Bosk, et al. (2009) remind us that checklists are "suited to solving specific kinds of problems, but not others," and that "using checklists re-quires focused effort that is properly informed by a scientifically grounded understanding of how organizations and people work, based on theory and evidence … They are simple reminders of what to do, and unless they are coupled with attitude change and efforts to remove barriers to actually using them, they have limited impact." They add, "When we begin to believe and act on the notion that safety is simple and inexpensive, that all it requires is a checklist, we abandon any serious attempt to achieve safer, higher quality care. Reporting the Keystone initiative as a success of checklists teaches the wrong lesson: namely, that reliable, safe care requires nothing more than insisting upon routine, standardized procedures. Nothing threatens safety so much as the complacency induced when an organization thinks that a problem is solved. A chilling reminder of this is the phenomenon of wrong site surgery, which persists despite the broad recommendation to use checklists. “If we just tell the workers to use checklists, we will have solved the problem of catheter-related blood stream infections” is quite simply the wrong conclusion to draw from the Keystone study. The “simple checklist” stories in the press created excitement about progress in achieving patients' safety and reassurance for the public and policy makers, but the real story of Keystone is messier and more complex. Although we all hope for the simple solution that with ease and no additional expense makes a stay in the ICU safer, there is some danger in mistaking hope for reality. The answer to the question of what a simple checklist can achieve is: on its own, not much."

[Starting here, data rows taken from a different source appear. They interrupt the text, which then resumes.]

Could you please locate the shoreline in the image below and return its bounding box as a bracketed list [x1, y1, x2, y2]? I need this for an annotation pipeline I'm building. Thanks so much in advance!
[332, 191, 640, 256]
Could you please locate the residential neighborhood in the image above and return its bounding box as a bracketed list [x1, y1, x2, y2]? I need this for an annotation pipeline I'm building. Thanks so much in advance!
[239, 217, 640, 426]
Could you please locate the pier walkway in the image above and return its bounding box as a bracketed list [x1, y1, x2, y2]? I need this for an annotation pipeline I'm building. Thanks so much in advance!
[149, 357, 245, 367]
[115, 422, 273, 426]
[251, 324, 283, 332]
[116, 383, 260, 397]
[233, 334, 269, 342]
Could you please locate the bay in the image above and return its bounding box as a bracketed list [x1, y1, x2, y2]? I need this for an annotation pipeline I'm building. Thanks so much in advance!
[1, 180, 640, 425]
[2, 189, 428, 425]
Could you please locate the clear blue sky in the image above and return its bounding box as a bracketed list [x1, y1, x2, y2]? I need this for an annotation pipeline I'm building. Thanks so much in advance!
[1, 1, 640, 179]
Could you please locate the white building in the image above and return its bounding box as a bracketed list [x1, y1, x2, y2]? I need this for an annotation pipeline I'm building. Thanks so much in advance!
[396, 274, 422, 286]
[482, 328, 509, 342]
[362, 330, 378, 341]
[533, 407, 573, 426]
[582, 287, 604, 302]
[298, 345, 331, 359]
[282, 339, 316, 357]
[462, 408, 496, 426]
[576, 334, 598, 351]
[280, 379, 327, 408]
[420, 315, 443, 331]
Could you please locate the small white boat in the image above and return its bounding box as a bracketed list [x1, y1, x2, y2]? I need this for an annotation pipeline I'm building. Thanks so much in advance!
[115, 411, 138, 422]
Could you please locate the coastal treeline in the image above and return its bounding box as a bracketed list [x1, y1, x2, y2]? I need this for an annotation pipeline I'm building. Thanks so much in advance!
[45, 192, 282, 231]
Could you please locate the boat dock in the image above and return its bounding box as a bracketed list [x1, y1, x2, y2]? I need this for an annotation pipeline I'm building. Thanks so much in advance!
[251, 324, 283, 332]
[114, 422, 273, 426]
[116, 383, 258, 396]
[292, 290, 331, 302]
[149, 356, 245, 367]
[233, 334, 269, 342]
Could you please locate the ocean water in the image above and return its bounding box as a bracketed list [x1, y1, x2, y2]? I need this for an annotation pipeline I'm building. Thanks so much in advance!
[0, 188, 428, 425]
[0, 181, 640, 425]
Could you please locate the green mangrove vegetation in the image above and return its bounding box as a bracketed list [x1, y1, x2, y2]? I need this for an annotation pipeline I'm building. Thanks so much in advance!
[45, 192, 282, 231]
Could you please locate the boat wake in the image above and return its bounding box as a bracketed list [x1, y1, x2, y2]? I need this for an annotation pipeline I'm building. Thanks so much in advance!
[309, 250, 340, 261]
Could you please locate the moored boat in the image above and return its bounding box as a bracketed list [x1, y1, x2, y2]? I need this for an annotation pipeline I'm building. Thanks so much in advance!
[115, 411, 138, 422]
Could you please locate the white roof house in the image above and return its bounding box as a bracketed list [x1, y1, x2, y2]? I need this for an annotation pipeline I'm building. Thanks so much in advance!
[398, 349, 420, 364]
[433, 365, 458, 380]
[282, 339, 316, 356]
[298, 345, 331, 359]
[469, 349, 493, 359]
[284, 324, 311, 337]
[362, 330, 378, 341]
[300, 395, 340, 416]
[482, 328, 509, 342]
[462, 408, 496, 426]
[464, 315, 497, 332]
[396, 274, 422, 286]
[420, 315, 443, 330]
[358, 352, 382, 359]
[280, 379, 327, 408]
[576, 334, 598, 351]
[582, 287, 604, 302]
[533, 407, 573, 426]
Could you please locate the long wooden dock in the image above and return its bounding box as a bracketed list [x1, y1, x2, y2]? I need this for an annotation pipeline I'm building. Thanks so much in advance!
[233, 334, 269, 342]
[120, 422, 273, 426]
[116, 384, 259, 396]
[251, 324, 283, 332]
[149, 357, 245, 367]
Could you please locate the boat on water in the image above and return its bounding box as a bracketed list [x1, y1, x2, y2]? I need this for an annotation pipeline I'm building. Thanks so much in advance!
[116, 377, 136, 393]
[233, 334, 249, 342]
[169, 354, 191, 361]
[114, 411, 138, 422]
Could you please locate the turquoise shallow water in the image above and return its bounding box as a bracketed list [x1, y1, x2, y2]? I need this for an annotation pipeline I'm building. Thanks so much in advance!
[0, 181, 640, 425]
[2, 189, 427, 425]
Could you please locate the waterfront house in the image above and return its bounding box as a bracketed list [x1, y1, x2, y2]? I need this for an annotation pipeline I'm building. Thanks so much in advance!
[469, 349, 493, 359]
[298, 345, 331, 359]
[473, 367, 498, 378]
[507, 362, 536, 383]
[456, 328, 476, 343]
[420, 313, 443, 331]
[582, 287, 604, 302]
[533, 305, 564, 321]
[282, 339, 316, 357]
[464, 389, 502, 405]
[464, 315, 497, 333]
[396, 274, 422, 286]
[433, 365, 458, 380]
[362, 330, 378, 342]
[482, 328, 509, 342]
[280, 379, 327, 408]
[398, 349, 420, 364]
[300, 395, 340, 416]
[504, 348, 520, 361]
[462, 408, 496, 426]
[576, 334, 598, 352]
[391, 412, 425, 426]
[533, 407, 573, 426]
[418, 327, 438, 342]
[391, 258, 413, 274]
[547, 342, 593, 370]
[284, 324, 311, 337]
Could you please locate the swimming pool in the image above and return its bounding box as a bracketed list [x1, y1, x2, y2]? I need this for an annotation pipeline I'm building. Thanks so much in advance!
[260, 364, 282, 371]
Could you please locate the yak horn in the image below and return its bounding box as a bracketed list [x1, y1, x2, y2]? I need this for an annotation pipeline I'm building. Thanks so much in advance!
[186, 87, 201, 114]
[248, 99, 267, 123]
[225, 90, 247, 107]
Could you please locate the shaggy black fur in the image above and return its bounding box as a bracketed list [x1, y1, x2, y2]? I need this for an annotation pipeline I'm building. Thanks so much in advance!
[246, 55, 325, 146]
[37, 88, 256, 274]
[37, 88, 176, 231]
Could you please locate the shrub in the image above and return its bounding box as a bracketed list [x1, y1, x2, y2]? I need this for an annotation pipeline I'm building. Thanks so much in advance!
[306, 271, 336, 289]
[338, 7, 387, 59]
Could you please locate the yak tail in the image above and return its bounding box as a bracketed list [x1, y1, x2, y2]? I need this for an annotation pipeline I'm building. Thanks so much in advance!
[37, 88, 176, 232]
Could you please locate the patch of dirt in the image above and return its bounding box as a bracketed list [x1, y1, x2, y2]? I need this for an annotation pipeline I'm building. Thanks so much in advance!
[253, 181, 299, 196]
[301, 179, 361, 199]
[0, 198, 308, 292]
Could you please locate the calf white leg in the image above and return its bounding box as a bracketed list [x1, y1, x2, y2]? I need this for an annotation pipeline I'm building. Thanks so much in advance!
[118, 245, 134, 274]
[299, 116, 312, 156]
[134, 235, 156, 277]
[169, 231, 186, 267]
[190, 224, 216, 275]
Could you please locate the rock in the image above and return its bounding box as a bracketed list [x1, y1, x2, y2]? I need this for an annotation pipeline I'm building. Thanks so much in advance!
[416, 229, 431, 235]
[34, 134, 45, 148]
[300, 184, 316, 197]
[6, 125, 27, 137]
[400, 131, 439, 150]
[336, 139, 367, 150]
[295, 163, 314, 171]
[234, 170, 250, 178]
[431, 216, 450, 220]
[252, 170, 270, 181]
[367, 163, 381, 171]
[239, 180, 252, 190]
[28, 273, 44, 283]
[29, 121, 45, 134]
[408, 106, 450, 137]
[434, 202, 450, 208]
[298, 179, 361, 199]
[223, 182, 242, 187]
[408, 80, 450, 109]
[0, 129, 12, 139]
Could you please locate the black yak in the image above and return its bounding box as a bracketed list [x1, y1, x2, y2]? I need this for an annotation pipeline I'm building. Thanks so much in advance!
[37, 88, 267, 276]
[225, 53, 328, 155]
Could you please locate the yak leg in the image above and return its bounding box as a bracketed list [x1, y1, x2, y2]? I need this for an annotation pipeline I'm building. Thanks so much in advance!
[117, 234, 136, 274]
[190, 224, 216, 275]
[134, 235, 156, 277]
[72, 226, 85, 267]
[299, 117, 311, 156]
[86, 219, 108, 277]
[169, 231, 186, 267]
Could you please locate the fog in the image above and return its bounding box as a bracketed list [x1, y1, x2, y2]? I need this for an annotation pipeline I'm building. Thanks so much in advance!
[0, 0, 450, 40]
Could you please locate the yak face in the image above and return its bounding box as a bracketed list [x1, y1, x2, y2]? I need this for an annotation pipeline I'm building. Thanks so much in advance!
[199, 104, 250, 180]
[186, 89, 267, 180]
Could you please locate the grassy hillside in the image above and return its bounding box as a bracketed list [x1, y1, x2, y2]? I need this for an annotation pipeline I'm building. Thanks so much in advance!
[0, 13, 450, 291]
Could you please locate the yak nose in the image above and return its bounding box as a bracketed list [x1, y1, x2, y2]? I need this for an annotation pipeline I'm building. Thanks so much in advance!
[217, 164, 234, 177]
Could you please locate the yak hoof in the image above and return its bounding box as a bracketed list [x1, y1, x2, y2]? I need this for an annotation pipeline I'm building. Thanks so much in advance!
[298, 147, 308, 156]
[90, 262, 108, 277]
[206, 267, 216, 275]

The AHRQ emphasizes that errors in clinical tasks that involve primarily attentional behavior—such as diagnostic errors or handoff errors—may require solutions focused on training, supervision and decision support rather than standardizing behavior, and thus may not be an appropriate subject for a checklist. The agency adds that "An effective checklist also requires consensus regarding required safety behaviors. The success of checklists in preventing central line infections and improving surgical safety resulted from the strong evidence base supporting each of the individual items in the checklist, and therefore checklists may not be successful in areas where the 'gold standard' safety practices have yet to be determined."